We have seen that both the informativeness and discourse-based approaches provide a systematic account of referential choice. Empirically, the Gricean approach has focused on levels of informativeness and of felicity across a variety of visual contexts, and finds that although speakers frequently produce informative and felicitous referring expressions, deviations from expected forms are driven by complex pragmatic processes recruiting multimodal information. Unexpected forms can also have efficient pragmatic effects on the hearer, for example contrastive inference and faster reference resolution. The discourse tradition also takes a functionalist view of reference production, asking which form types are appropriate under different discourse conditions. Empirically these studies have aimed to characterize the linguistic contexts that affect reference form. They also examine the relation between the linguistic context and referential form choice, as well as the relation between the context and psychological mechanisms like attention and common ground.

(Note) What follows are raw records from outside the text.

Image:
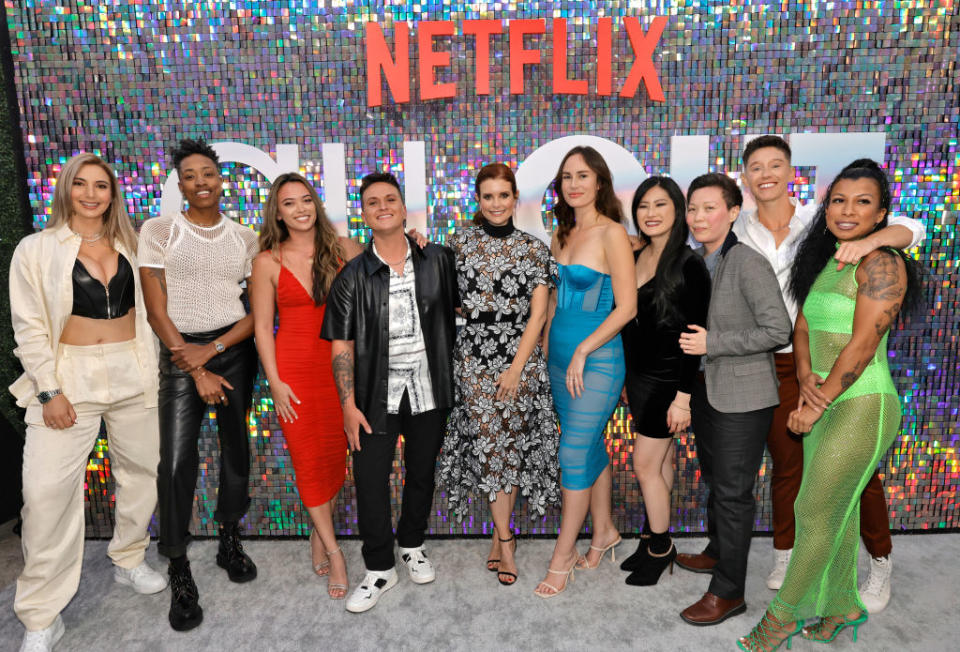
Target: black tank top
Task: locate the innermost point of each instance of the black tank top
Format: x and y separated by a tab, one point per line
94	300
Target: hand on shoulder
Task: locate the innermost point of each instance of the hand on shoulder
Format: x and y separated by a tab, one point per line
351	248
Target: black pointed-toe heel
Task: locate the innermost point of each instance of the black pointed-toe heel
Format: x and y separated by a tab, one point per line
652	566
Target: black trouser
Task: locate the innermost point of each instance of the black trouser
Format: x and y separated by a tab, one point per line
730	450
372	464
181	413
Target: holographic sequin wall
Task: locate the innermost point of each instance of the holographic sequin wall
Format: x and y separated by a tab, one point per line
126	80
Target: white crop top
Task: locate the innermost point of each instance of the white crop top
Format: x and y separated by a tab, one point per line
205	268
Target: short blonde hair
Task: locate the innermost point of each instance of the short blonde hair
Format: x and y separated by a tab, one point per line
117	224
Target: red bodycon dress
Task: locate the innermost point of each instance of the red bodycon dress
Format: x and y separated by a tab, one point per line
318	446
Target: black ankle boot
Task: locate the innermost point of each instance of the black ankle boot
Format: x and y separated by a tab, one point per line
634	561
230	556
651	566
185	611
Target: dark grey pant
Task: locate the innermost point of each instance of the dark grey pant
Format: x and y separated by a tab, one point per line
730	450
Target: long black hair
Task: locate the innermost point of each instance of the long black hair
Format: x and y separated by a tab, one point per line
668	278
820	244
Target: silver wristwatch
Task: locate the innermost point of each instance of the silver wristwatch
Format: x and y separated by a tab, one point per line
47	396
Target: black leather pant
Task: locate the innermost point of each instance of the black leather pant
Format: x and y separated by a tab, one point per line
372	465
181	414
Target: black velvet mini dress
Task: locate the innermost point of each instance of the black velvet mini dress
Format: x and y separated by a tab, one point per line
656	366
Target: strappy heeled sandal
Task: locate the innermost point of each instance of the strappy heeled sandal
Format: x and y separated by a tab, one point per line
839	623
569	577
763	637
507	573
323	568
332	587
493	565
613	555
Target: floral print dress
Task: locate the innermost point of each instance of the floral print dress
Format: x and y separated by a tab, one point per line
493	445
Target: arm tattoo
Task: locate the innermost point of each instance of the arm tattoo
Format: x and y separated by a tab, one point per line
886	319
883	278
851	376
343	375
161	276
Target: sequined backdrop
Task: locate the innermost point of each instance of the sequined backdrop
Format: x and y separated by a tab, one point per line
125	80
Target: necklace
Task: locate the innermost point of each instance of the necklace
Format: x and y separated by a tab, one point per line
89	240
202	226
779	228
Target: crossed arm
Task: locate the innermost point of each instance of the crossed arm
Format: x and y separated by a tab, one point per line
882	281
188	357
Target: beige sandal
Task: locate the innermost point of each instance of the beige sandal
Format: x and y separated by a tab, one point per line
334	588
570	577
323	568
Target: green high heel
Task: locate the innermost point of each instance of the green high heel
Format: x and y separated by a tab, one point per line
839	623
762	638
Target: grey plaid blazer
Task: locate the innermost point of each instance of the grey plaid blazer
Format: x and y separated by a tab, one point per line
746	322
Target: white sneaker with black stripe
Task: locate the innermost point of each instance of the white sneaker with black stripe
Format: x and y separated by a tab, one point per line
420	568
374	584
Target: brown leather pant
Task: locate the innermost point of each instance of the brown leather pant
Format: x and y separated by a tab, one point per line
786	450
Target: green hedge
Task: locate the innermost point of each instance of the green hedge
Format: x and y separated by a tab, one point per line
15	219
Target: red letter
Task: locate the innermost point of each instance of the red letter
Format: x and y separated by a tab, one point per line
604	41
482	29
562	83
430	59
643	68
519	57
378	57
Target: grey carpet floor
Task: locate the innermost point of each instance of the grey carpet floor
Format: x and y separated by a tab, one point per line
286	607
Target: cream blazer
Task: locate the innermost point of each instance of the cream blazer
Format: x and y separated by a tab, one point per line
41	301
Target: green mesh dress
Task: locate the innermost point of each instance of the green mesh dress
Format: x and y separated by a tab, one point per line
839	456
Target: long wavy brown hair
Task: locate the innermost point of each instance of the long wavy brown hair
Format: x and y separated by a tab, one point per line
328	254
116	222
606	202
492	171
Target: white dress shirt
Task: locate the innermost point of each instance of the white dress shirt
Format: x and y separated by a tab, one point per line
750	231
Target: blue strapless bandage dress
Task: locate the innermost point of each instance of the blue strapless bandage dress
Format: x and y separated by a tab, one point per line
584	300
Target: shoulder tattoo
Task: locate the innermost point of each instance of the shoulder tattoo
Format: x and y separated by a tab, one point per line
161	276
883	278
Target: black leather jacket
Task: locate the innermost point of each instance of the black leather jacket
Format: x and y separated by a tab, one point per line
357	309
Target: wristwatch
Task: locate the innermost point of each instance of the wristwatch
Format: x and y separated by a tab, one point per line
47	396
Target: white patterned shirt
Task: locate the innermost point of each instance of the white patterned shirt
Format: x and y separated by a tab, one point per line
408	367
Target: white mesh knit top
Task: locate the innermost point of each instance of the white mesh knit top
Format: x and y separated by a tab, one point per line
204	266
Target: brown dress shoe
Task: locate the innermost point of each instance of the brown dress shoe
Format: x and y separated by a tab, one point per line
710	610
699	563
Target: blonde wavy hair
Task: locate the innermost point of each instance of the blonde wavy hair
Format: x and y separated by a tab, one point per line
116	221
328	254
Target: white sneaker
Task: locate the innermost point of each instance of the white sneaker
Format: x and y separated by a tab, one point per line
45	639
374	584
420	568
781	561
141	579
875	593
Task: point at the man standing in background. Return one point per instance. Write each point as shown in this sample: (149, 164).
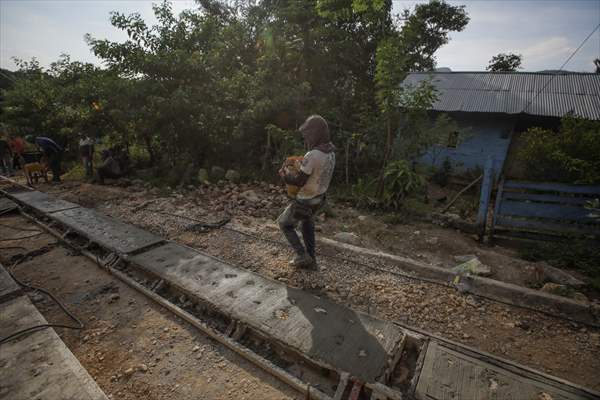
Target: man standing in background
(86, 150)
(5, 156)
(17, 146)
(52, 151)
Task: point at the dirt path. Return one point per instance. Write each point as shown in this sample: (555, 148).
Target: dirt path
(133, 348)
(567, 350)
(541, 342)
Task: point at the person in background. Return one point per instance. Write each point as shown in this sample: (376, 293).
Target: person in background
(52, 151)
(109, 168)
(5, 156)
(17, 146)
(86, 150)
(314, 177)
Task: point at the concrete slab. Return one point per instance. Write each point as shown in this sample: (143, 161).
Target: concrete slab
(8, 287)
(106, 231)
(39, 365)
(451, 374)
(328, 333)
(42, 202)
(7, 205)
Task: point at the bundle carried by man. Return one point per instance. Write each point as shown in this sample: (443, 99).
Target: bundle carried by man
(291, 167)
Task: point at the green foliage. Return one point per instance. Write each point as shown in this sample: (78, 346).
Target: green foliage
(230, 83)
(400, 181)
(580, 255)
(363, 193)
(570, 155)
(442, 174)
(505, 62)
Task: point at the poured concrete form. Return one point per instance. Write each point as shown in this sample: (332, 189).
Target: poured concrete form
(42, 202)
(329, 334)
(106, 231)
(7, 205)
(451, 374)
(8, 287)
(38, 365)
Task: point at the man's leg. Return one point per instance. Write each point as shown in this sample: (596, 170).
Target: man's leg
(54, 161)
(287, 224)
(308, 234)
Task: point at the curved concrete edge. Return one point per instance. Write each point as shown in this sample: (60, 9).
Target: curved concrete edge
(516, 295)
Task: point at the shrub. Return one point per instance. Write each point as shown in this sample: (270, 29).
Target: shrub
(570, 155)
(400, 181)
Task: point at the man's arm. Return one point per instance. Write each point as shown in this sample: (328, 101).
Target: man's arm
(297, 180)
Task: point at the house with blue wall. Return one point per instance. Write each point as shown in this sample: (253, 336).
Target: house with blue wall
(492, 109)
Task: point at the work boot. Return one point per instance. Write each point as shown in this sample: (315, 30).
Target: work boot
(304, 261)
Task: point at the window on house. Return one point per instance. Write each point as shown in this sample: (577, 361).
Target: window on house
(453, 139)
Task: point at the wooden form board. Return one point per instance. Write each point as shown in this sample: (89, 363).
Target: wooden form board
(39, 365)
(329, 334)
(42, 202)
(108, 232)
(8, 287)
(449, 374)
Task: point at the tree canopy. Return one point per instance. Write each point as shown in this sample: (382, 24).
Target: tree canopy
(505, 62)
(231, 82)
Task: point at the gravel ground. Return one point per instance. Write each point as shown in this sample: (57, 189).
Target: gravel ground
(132, 347)
(567, 350)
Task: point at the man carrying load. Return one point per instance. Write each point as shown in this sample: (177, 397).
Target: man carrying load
(313, 179)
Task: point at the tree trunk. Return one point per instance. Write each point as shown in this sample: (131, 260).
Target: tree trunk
(386, 156)
(347, 161)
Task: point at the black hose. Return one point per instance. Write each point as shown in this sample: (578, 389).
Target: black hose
(41, 326)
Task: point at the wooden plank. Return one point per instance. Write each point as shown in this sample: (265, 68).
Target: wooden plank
(546, 198)
(44, 203)
(484, 196)
(554, 187)
(106, 231)
(8, 287)
(542, 226)
(39, 365)
(451, 374)
(327, 333)
(558, 212)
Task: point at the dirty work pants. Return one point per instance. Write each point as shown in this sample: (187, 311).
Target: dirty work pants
(87, 154)
(6, 163)
(295, 213)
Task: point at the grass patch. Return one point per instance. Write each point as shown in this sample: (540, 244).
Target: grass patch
(579, 255)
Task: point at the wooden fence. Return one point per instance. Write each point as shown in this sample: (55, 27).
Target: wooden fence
(535, 209)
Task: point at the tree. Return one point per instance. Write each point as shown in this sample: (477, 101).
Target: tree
(505, 62)
(570, 155)
(409, 48)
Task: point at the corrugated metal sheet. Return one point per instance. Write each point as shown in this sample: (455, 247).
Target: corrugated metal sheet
(515, 92)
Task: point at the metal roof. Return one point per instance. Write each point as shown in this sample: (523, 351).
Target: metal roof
(515, 92)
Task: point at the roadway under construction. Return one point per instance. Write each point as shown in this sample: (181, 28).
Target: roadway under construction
(320, 348)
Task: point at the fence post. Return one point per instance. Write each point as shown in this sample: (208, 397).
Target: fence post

We have examined the constraints on referential choice, exploring how aspects of context influence speakers’ means of referring. A wide range of constraints are highlighted: those coming from the extra-linguistic context (the interlocutors and the referents that make up a communicative situation), from the discourse itself, and from the cognitive representations of that discourse.
In reviewing theory and data on reference, we aim to raise awareness of the research questions, assumptions, methods, and findings from the two established traditions of discourse and informativeness. We look forward to collaborations investigating interactions between the two, with the ultimate aim of building a comprehensive model of reference production.
J. Arnold was partially supported by NSF grant #1348549.
1 We favour the terms ‘overspecified’ or ‘over-modified’ in contrast to ‘overinformative’ commonly found in the literature (Davies & Katsos, 2010; Engelhardt et al., 2006; Pogue et al., 2016; among others) since informativeness is no greater in overspecified referring expressions than in minimally specified ones.
2 There is also a large developmental literature on reference and informativeness. For reviews, see Graf & Davies (2014); Serratrice & Allen (2015).
3 For example, Nadig & Sedivy (2002) found that 5–6-year-olds used various strategies for resolving genuinely underinformative reference. See Morisseau et al. (2013) for a review of other work in this area.